Coconut Creme Brulee

Total Time:
1 hr 25 min
15 min
20 min
50 min

6 servings

  • 1 cup unsweetened coconut milk
  • 1 cup heavy cream
  • 1 teaspoon imitation coconut extract
  • 4 large eggs
  • 8 to 9 tablespoons sugar
Watch how to make this recipe.
  • Special equipment: six heat-safe 5-ounce coffee mugs or oven-safe ramekins

  • Preheat the oven to 325 degrees F.

  • Combine the coconut milk, cream and coconut extract in a small saucepan over medium-high heat and bring to a boil. Once at a boil, remove from the heat.

  • Meanwhile, whisk together the eggs and 5 tablespoons sugar in a bowl until combined.

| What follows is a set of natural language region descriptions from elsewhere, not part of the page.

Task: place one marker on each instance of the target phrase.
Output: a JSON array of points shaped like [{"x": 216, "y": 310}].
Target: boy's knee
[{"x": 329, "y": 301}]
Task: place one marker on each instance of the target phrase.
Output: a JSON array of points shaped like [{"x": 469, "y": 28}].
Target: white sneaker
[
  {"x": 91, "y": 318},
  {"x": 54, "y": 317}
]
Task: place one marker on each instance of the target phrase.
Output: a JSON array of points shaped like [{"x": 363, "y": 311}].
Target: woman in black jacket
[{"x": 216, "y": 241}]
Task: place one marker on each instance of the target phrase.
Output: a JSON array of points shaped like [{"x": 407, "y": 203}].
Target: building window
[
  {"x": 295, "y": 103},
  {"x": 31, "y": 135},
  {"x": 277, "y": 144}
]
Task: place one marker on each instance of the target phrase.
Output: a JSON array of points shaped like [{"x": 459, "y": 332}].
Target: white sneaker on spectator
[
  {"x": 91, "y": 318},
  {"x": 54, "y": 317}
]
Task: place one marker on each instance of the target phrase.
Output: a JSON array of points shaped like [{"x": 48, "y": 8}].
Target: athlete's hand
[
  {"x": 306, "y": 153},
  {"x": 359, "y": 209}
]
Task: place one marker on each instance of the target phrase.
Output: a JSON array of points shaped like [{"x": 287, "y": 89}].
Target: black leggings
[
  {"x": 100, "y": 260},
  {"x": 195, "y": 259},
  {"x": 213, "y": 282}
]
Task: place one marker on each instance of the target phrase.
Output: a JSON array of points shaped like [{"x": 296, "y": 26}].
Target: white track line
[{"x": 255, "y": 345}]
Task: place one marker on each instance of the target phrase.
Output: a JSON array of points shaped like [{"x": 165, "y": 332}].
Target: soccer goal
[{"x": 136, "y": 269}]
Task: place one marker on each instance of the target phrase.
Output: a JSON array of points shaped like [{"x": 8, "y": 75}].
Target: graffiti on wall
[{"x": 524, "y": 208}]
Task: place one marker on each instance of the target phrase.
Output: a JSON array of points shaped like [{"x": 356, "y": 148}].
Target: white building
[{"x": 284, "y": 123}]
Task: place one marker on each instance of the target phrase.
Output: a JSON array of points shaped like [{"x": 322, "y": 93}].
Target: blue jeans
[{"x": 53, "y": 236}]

  • Slowly whisk the heated cream mixture into the eggs, stirring constantly.

  • Divide the mixture among six heat-safe 5-ounce coffee mugs or oven-safe ramekins, filling them about 3/4 of the way up. Put them in a baking dish and add enough warm water to the baking dish so that it comes halfway up the sides of the coffee mugs.

  • Bake until the center is nearly set. Baking time will depend on the height of your coffee mug or ramekin. Bake time is 10 minutes for every 1/2 inch of height. For a 1-inch vessel, bake the creme brulees about 20 minutes. For a 2-inch vessel, bake the creme brulees about 40 minutes. Remove from the oven and allow to completely cool in the water bath, then refrigerate 15 to 20 minutes before serving.

  • Before serving, sprinkle the tops with a heavy layer of sugar and brulee using a hand torch or heating under the broiler for 2 to 3 minutes.